Optimization Overview

HTTP Traffic Profile

In order to optimize a servlet container it is important to understand how requests are delivered to the container and what resources are used to handle it.

Browser Connection Handling

Each user connecting to the webapp container will be using a browser or other HTTP client application. How that client connects to the server greatly effects the optimization process. Historically browsers would only send a single HTTP request over a TCP connection, which meant that each HTTP request incurred the latency and resource costs of establishing a connection to the server. In order to quickly render a page with many images, each requiring a request, browsers could open up to 8 connections to the server so that multiple requests could be outstanding at once. In some specific circumstances with HTTP/1.0 browsers multiple requests could be sent over a single connection.

Modern browsers are now mostly using HTTP/1.1 persistent connections that allow multiple requests per connection in almost all circumstances. Thus browsers now typically open only 1 or 2 connections to each server and send many requests over those connections. Browsers are increasingly using request pipelining so that multiple requests may be outstanding on a single connection, thus decreasing request latency and reducing the need for multiple connections.

This situation results in a near linear relationship between the number of server connections and the number of simultaneous users off the server:

SimultaneousUser * NconnectionPerClient == SimultaneousConnections

Server Connection Handling

For Jetty and almost all java HTTP servers, each connection accepted by the server is allocated a thread to listen for requests and to handle those requests. While non-blocking solutions are available to avoid this allocation of a thread per connection, the blocking nature of the servlet API prevents these being efficiently used with a servlet container.

SimultaneousConnections <= Threads

Persistent Connections

Persistent connections are supported by the HTTP/1.1 protocol and to a lesser extent by the HTTP/1.0 protocol. The duration of these connections and how they interact with a webapp can greatly effect the optimization of the server and webapp.

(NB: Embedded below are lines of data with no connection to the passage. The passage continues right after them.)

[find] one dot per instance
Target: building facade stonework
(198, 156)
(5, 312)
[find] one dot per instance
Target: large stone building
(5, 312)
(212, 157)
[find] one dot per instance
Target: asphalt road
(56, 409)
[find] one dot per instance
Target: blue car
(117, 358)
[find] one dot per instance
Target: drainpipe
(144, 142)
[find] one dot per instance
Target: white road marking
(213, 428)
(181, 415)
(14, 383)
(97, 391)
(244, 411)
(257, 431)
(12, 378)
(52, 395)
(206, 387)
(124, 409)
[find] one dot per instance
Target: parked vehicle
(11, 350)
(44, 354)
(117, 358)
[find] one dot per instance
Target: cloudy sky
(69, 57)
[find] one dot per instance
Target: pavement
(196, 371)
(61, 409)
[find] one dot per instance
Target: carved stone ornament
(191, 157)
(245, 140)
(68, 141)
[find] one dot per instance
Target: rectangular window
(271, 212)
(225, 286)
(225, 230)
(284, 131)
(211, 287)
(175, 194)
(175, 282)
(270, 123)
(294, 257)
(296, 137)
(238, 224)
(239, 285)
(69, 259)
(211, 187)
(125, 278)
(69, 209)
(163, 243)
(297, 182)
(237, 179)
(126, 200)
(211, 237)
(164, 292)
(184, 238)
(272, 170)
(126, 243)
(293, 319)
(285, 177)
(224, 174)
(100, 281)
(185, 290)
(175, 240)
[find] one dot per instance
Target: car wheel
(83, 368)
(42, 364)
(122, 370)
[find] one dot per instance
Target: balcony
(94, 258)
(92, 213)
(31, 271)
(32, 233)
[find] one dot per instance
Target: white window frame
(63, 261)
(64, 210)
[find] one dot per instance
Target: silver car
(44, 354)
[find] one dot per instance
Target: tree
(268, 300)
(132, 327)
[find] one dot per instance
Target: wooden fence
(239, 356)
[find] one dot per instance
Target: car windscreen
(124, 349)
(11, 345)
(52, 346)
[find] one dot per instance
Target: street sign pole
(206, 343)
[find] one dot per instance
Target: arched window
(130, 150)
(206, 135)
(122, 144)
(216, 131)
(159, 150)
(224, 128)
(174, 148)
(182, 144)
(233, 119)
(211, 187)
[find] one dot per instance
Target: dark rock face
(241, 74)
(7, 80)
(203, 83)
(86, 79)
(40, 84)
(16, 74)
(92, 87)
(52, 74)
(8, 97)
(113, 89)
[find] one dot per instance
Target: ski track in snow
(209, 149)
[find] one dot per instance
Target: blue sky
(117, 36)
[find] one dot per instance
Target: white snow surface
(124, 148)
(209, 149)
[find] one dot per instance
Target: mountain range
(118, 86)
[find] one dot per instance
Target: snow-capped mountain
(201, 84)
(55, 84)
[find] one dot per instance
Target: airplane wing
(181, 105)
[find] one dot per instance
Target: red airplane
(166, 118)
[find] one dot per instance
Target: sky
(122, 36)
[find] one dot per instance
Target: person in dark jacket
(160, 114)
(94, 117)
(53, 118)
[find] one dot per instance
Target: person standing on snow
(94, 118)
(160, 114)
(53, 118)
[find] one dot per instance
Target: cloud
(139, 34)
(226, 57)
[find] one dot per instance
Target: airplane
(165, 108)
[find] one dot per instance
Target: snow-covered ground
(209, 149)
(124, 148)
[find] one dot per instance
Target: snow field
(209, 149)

A typical webapp will be comprised of a dynamically generated page with many static components such as style sheets and/or images. Thus to display a page a cluster of requests are sent for the main page and for the resources that it uses. It is highly desirable for persistent connections to be held at least long enough for all the requests of a single page view to be completed.

After a page is served to a user, there is typically a delay while the user reads or interacts with the page. After which another request cluster is sent in order to obtain the next page of the webapp. The delay between request clusters can be anything from seconds to minutes. It is desirable for the persistent connections to be held longer than this delay in order to improve the responsiveness of the webapp and to reduce the costs of new connections. However the cost of this may be many idle connections on the server which are consuming resources for no server throughput.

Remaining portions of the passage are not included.